Date
Journal Title
Journal ISSN
Volume Title
Publisher
Manually assigned subject terms, such as Medical Subject Headings (MeSH) in the health domain, describe the concepts or topics of a document. Existing information retrieval models do not take full advantage of such information. In this paper, we propose two MeSH-enhanced (ME) retrieval models that integrate the concept layer (i.e. MeSH) into the language modeling framework to improve retrieval performance. The new models quantify associations between documents and their assigned concepts to construct conceptual representations for the documents, and mine associations between concepts and terms to construct generative concept models.
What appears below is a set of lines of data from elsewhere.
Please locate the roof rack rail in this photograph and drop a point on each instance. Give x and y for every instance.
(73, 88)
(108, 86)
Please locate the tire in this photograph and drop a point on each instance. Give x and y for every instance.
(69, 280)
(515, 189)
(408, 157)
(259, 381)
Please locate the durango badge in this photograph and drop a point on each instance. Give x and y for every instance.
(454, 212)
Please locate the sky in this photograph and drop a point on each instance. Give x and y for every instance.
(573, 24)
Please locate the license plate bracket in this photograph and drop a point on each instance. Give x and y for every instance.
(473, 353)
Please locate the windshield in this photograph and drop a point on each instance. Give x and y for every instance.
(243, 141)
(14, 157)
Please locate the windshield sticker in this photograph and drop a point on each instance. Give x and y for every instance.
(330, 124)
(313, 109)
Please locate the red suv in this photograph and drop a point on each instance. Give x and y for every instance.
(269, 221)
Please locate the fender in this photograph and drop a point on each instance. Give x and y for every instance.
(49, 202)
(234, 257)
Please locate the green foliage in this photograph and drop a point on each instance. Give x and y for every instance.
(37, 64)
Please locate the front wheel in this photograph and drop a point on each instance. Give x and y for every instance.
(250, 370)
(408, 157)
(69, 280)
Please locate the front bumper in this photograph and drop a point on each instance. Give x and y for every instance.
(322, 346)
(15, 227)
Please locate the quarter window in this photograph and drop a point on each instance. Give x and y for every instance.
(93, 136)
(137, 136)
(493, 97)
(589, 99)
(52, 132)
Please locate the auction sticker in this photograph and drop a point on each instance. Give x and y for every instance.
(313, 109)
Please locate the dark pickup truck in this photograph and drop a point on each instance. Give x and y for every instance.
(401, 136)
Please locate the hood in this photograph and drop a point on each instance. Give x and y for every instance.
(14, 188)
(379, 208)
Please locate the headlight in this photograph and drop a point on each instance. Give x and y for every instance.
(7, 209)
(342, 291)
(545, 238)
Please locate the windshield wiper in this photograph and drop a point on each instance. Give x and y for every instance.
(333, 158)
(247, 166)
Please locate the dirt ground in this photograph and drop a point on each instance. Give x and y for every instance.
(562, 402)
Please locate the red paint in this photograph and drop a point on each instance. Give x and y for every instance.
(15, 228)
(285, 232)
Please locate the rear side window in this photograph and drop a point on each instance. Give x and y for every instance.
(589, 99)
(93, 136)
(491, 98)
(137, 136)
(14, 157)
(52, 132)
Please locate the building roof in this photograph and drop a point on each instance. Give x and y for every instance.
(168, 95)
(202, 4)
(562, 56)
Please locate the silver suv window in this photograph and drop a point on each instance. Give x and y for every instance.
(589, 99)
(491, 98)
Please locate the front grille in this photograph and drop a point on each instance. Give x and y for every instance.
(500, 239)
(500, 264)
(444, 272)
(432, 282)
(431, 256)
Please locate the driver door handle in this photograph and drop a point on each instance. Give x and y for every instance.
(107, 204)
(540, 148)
The two ME models reconstruct two essential estimation processes of the relevance model (Lavrenko and Croft 2001) by incorporating the document-concept and the concept-term associations. More specifically, in Model 1, language models of the pseudo-feedback documents are enriched by their assigned concepts. In Model 2, concepts that are related to users’ queries are first identified, and then used to reweight the pseudo-feedback documents according to the document-concept associations. Experiments carried out on two standard test collections show that the ME models outperformed the query likelihood model, the relevance model (RM3), and an earlier ME model. A detailed case analysis provides insight into how and why the new models improve/worsen retrieval performance. Implications and limitations of the study are discussed. This study provides new ways to formally incorporate semantic annotations, such as subject terms, into retrieval models. The findings of this study suggest that integrating the concept layer into retrieval models can further improve the performance over the current state-of-the-art models.